When Jennifer Kuehne, 44, was a child, she was an avid skater and gymnast. Her parents taught her how to skate, and she would glide on Lakelse Lake with her grandparents.
“My grandmother used to love to figure skate on the lake,” she said.
As Kuehne got a little older, the time came to choose a sport on which to concentrate.
“There was no question that it was skating for me.”
It wasn’t long before she tried her hand as a coach. At the age of 11, Kuehne started out as a program assistant helping with CanSkate programs at the Terrace Skating Club. “I loved it right away, like totally loved it,” she said.
When Kuehne turned 16 she registered as a level one coach and has never looked back. Over nearly 30 years, Kuehne has worked to build the Terrace Skating Club into a regional force as a coach and the director of skating, even spreading her knowledge and love for skating to sun-baked Australia.
Kuehne said she loves watching her skaters more than she used to love performing. As a self described “picky coach,” she won’t sugarcoat performances that are not as good as they could be, while also giving credit where credit is due.
“I just like to see them progress and I also like to instill time management, I like to instill respect, I like to have a place for the skaters where whatever’s happening at home or in the rest of their life they can come and escape to,” she said.
Kuehne likes her skaters to do well, but it isn’t all about winning.

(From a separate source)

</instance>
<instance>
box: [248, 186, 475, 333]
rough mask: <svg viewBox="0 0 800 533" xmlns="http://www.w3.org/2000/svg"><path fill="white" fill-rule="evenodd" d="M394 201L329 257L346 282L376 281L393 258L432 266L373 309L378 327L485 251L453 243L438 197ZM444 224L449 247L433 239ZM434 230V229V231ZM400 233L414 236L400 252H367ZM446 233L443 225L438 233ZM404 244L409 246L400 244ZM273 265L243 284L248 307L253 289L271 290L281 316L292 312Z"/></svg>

Medals are icing on the cake, but the feeling her skaters get when they do their best and are happy with a performance is paramount.
“When you come off the ice and you’ve done your best and you’re so excited, and the [skater] wants to re-watch their video over and over again, you can never beat that,” she said.
“Twenty years from now, they’re going to watch that video, but they’re not going to necessarily remember that they won a medal with it. They’re just gonna be like, ‘remember that, that was my best skate ever. I skated clean.’ They’re going to remember that.”
One thing Kuehne will never forget is her stint coaching in Adelaide, Australia. Originally she wanted to coach in Germany, because her grandparents and father were born there. She sent out resumes to clubs in Germany, Switzerland, Sweden, New Zealand and Australia.
Two weeks later Kuehne received a call back from the Silver Blades Skating School in Adelaide. The arena there was run by the uncle of Jennifer Botteril, the Canadian women’s hockey player and three-time Olympic gold medalist. The club flew her down and she signed the contract.
There was one skating club in the entire city with a population of around 1.5 million people, compared to Terrace which has one club and Prince George which has two. She taught school groups how to skate as part of their physical education curriculum and coached figure skating at the club.
“I had a great time, it was like the time of my life. I got to travel a lot. I went to Fiji, I went to New Zealand, and Hawaii a lot because that was a stopover on the way home,” she said.
Kuehne said that the Australian attitude towards cold weather, snow and winter sports was much different than in Canada. There is a mountain near Melbourne that gets some snow, and locals would call trips there “going to the snow.”
“A lot of them just had no desire to go there. It’s funny that they had their kids in skating lessons but still had no desire to ever go to the snow. They’re like, ‘why would I want to be that cold ever?’”
It was not uncommon for people to ask Kuehne if living in Canada was expensive because of need for extra clothes, and what it was like to drive a car on ice.
After coaching in Australia for three years Kuehne had to make a choice. Staying longer would have required her to become a permanent resident. In 2002, she decided to return to Terrace.
“I always wanted to come back and make my club really strong, and that was always something I felt passionate about,” she said.
Since her days as a skater, a lot has changed for the Terrace Skating Club. Ice is available for more months during the year than it used to be. There is better education around off-ice training for skaters so they can improve and work on their skills even if there isn’t ice available. That includes yoga, fitness class, and even spinners — small plastic pieces with a slight rocker on the bottom that a skater stands on to practice spin positions off-ice.
Now, Kuehne is leaving town again. Her husband secured a job transfer to Vernon, where they already have friends. She is looking forward to the drier weather and Okanagan lifestyle. She said she will miss Terrace, the club and her skaters.
“Normally we have an end-of-year banquet and that would be nice for me to be able to say bye to everybody,” she said.
“We weren’t able to do that, but those things are really just cherry cherries on the top of the cake, right?”
Kuehne said the club is in good hands, and she doesn’t feel like there is any unfinished business. Whether she will continue coaching is an open question, for now she’s focused on settling in and relaxing for a while before making a decision.
Regardless of what happens to her coaching career in the future, Kuehne said she has been touched by all of the support in the Terrace community and will certainly be back to visit.
“I really want to thank all the sponsors, and the Terrace Standard and the radio station, TV, everyone in Terrace has always been really good to the club.”